Tasma'yı (!) elinden bırakıp yol kenarına çöküp derin derin nefesler almaya başlaması ile sinirle hırladım.

Cidden işime engel olmaktan başka bir iş yapmıyordu şu an.  Zaten epey zaman harcamıştık...

-Onu Silverden önce bulmalıyız David. O adamdan hiç haz etmiyorum.

David aniden kafasını kaldırıp bana baktığı zaman ben de  durup  yüzüne baktım.  Yüzündeki ifadeden anladığım kadarıyla Bir şey düşünüyormuş gibi bir hali vardı.

Ya da bana laf sokmaya hazırlanıyordu.

Her ihtimal olabilirdi.

-Efendim, Silver sizi kıskanıyor, Sizce de kıskandığı çok açık değil mi?

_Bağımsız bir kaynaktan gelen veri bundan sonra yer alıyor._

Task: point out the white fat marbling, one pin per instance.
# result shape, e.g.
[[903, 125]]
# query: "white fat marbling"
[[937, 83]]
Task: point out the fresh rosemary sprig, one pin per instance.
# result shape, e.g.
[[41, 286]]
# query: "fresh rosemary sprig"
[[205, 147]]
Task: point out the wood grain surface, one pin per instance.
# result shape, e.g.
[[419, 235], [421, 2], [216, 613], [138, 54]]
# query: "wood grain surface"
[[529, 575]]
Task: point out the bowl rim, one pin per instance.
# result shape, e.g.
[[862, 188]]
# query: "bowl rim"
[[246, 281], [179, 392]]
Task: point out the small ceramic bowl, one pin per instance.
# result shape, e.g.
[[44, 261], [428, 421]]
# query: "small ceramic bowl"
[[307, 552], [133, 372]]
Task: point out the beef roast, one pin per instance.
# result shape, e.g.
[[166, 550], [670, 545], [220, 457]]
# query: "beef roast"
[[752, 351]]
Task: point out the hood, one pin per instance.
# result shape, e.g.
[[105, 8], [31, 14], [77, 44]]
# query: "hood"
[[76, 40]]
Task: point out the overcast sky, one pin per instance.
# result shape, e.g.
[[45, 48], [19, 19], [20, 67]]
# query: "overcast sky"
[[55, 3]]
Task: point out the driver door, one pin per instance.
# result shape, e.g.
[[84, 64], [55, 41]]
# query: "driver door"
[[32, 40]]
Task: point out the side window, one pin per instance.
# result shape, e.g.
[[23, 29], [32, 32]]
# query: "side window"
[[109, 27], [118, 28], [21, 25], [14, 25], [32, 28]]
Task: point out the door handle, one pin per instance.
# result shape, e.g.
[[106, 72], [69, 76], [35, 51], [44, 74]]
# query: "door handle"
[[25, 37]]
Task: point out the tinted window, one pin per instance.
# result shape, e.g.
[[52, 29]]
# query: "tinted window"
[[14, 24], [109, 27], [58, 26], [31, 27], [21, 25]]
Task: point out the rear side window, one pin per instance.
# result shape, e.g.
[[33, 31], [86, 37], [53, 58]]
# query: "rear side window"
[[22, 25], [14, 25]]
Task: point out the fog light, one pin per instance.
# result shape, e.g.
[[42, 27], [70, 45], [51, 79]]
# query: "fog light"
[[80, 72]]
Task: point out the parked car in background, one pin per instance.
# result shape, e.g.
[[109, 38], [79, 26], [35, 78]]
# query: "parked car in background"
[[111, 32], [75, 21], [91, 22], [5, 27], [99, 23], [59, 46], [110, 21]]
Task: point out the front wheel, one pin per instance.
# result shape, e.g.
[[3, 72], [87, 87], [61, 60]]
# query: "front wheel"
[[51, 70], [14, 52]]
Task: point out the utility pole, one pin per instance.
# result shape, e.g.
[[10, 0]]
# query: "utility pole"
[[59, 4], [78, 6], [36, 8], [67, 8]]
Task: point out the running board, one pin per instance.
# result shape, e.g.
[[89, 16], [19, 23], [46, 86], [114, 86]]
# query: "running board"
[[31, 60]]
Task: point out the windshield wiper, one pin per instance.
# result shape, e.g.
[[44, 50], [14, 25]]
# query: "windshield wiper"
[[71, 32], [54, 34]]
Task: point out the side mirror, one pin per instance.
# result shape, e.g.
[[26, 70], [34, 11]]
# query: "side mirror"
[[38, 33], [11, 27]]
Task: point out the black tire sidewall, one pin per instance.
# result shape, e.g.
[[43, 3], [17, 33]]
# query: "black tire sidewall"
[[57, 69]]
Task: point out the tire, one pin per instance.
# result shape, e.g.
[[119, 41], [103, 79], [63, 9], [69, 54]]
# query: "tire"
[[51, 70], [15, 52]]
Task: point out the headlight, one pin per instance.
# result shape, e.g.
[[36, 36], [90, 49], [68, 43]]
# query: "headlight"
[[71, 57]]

Müzik bir şekilde kaşlarını çattığında, merakla kulaklarımı ve kuyruğumu oynatmaya başladım.

Ne demete çalışıyordu ki?

-Neden kıskansın David? Kıskanması saçma değil mi?

Kafasını iki yana sallayıp bana 'Ciddi misin sen' bakışları atmaya başladı.

-Daha çok sizin evliliğinizi haz edemiyor gibi. Onu demek istiyorum, yüzünün şeklini görmediniz mi?

-David bu konu burada konuşulacak bir konu değil. Sana emrediyorum yeter bu kadar, kalk yerden!

-Efendim, Siz kaçıyorsunuz. Bunları görmezden gelemezsiniz.

-Benim bir şeyden kaçtığım falan yok. Boş beleş hayaller kuruyorsun. Kalk hemen yoksa fena olacak, ısırırım bak.

-her neyse  tamam susuyorum.

≈≈≈≈≈≈≈

Genç adam gözlerini açtığında hava kararıyordu. Oturduğu yere daha çok yayıldı. Böyle olmaktan nefret ediyordu, bir şeylerden kaçmaktan özellikle.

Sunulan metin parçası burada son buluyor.